There is, to be sure, a calculative aspect in areas where prudence reigns and where a violation of a negative precept is not involved. This has always been recognized and is the basis behind moral casuistry, a "casuistry which tried to assess the best ways to achieve the good in certain concrete situations." But moral casuistry can be distinguished from proportionalism in that it involved situations in which the law was uncertain and there was not negative moral precept that was being infringed. Casuistry was never used to justify the violation of an exceptionless, absolute negative moral precept. Proportionalism, on the other hand, insists that there are no exceptionless, absolute moral precepts in the particular or concrete day-to-day decision-making. If they exist, they exist in generality; once one leaves the transcendence of generality and goes into the rough-and-tumble flesh-and-blood day-to-day human being, and such exceptionless norm is watered down to an ideal riddled with exceptions.

*There is a difference between a moral theory that views human nature as teleological (having and end or purpose), and a moral theory that measures the morality of act teleologically (viewing only its effects or consequences). The latter is what the Pope views with disfavor, not the former.

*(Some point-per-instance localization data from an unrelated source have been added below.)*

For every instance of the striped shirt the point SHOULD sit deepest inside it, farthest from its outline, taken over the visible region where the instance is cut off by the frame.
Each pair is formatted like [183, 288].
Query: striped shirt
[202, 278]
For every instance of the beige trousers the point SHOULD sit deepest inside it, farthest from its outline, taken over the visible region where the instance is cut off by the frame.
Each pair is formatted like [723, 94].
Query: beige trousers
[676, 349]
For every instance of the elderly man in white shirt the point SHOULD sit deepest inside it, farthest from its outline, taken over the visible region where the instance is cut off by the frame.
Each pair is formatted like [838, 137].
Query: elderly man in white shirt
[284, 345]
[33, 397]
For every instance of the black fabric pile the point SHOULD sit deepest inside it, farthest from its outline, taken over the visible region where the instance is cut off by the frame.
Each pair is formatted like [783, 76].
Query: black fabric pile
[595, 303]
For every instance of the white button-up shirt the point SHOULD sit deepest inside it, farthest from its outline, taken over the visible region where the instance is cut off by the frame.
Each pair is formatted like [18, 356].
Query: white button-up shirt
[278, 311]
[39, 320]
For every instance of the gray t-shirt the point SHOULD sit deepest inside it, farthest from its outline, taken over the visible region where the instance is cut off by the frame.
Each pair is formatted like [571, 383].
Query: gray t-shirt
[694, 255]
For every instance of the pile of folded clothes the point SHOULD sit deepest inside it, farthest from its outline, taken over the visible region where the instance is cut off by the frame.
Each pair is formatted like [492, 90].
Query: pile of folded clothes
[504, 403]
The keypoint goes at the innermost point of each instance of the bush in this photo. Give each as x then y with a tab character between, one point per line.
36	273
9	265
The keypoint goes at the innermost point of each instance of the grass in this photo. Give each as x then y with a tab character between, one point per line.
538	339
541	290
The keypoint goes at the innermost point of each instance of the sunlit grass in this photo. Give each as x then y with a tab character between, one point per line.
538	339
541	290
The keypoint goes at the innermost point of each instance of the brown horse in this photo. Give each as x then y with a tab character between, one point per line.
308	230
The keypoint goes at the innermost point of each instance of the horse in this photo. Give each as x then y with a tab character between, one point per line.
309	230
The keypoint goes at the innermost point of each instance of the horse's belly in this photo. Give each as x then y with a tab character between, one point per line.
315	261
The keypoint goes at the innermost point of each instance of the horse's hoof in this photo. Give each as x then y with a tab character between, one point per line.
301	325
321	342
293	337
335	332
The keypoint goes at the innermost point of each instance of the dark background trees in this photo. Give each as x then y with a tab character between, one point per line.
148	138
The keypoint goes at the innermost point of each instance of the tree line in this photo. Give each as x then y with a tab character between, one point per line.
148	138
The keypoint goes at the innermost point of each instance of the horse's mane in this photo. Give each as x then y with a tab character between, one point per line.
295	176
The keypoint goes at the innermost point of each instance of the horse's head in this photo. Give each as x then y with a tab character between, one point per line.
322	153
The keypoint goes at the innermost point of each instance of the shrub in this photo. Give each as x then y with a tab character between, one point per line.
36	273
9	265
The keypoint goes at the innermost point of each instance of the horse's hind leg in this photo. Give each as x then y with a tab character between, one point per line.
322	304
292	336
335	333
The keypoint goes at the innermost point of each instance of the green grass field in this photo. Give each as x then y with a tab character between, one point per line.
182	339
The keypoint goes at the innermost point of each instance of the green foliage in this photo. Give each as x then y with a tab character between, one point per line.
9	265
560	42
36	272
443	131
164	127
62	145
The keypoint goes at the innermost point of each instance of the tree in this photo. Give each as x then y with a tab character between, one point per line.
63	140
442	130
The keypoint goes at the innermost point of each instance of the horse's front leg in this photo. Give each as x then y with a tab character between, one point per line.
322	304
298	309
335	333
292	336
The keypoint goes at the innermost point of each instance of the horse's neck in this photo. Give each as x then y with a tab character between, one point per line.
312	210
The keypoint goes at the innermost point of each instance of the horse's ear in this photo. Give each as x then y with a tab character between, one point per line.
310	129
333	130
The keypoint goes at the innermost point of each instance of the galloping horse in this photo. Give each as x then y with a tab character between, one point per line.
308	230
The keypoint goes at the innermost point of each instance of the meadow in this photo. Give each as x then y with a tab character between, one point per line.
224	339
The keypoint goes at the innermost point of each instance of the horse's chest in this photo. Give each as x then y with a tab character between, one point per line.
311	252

**Some of the better-known advocates of proportionalism include: Peter Knauer, Joseph Fuchs, Bruno Schuller, Louis Janssens, Franz Bockle, Gerard J. Hughes, Richard A. McCormick, Bernard Hoose, Charles E. Curran, Timothy E. O'Connell, and James F. Keenan. While proportionalist theories are myriad, the essential feature they share is a sort of moral calculus of benefits and harms in assessing the moral act. Proportionalism goes beyond mere consequentialism or utilitarianism in that it recognizes that more than the consequences of an act ought to be apprised in assessing the moral goodness of an act, including both intent, the object, the circumstances and so forth. These ought to be aggregated and summed up and weighed, and so long as the the proportion of benefit outweighs the harm, the act can be considered moral. Some proportionalists limit the application of the theory to only some acts. The Pope describes the difference between pure utilitarianism or consequentialism and proportionalism as follows. Utilitarianism or consequentialism "claims to draw the criteria of the rightness of a given way of acting solely from a calculation of foreseeable consequences deriving from a given choice." On the other hand, proportionalism "by weighing the various values and goods being sought, focuses rather on the proportion acknowledged between the good and bad effects of that choice, with a view to the 'greater good' or 'lesser evil' actually possible in a particular situation." VS, 75. Proportionalists also distinguish between moral goods (which involve the moral order) and non-moral goods (which involve pre-moral or non-moral goods), with the former having to do with "goodness" of an act and the latter having to do with the "rightness" of an act.
***The Pope cites to the Ecumenical Council of Trent, Session VI, Decree on Justification Cum Hoc Tempore, Canon 19: DS, 1569, and Clement XI, Constitution Unigenitus Dei Filius (September 8, 1713) against the Errors of Paschasius Quesnel, Nos. 53-56: DS, 2453-2456.